Trans Tasman Resources (TTR), which is investigating the South Taranaki Bight area, says the area it plans to operate in will be relatively small and out to sea.
“The environmental effects of the proposed activities are being looked at by independent experts,” says a TTR spokesperson.
TTR says the seabed in South Taranaki Bight is a very high energy environment with the seabed constantly being churned over by large waves.
“Organisms living in that area have adapted to having to frequently re-establish, and are well distributed throughout the area.”
Prospecting and exploration of the potential area is done to verify the quantities and values of the resource, which allows the company to gain funding and investors.
McCabe says KASM is a platform for people to voice their opinions.
He says to stop seabed mining a broad spectrum of society needs to stand up in large numbers and make themselves heard, and youth especially need to get off the couch and tune in to these issues before it is too late.
“The Government is selling off the ground we stand on, the ocean we benefit from.
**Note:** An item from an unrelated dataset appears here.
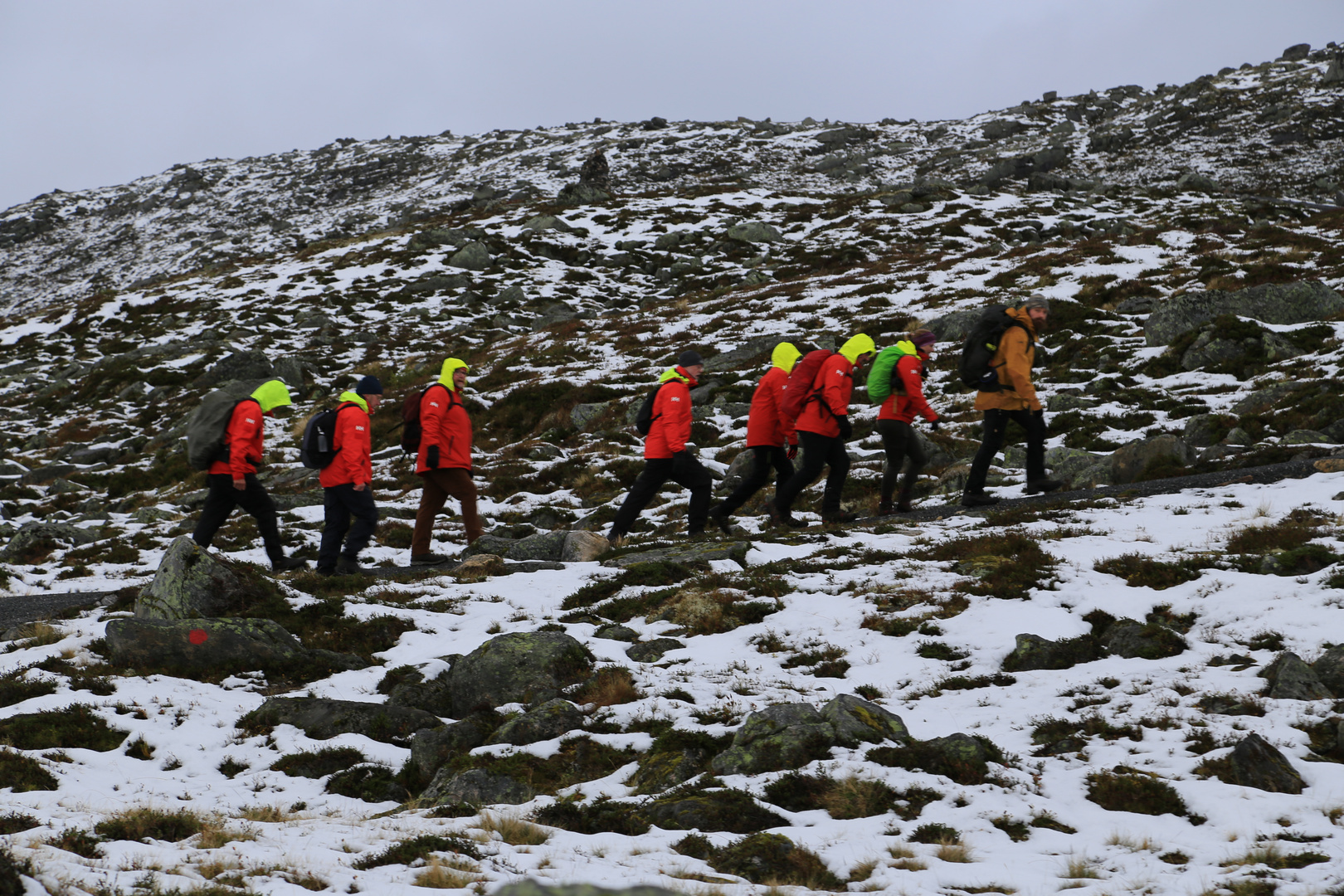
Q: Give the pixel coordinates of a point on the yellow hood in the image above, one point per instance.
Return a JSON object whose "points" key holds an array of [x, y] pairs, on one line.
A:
{"points": [[856, 347], [785, 356], [450, 364], [353, 398], [270, 395]]}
It’s in the best interest of youth to stand up.”
KASM facilitates meetings in local communities to help inform those who want to know what will happen if seabed mining goes ahead.
Meetings are based on giving attendees as much information as possible.
“We have short films, visual aids and answer questions. It’s an information thing, that’s the key,” says Rainger.
Rainger says the legal process for granting consents to mine is a bit of a grey area and they are not entirely sure which legislation it will fall under.
If the public is denied input or the input is ignored there will be legal action, he says.
“This is a last ditch resort as it is expensive and has certain liabilities.”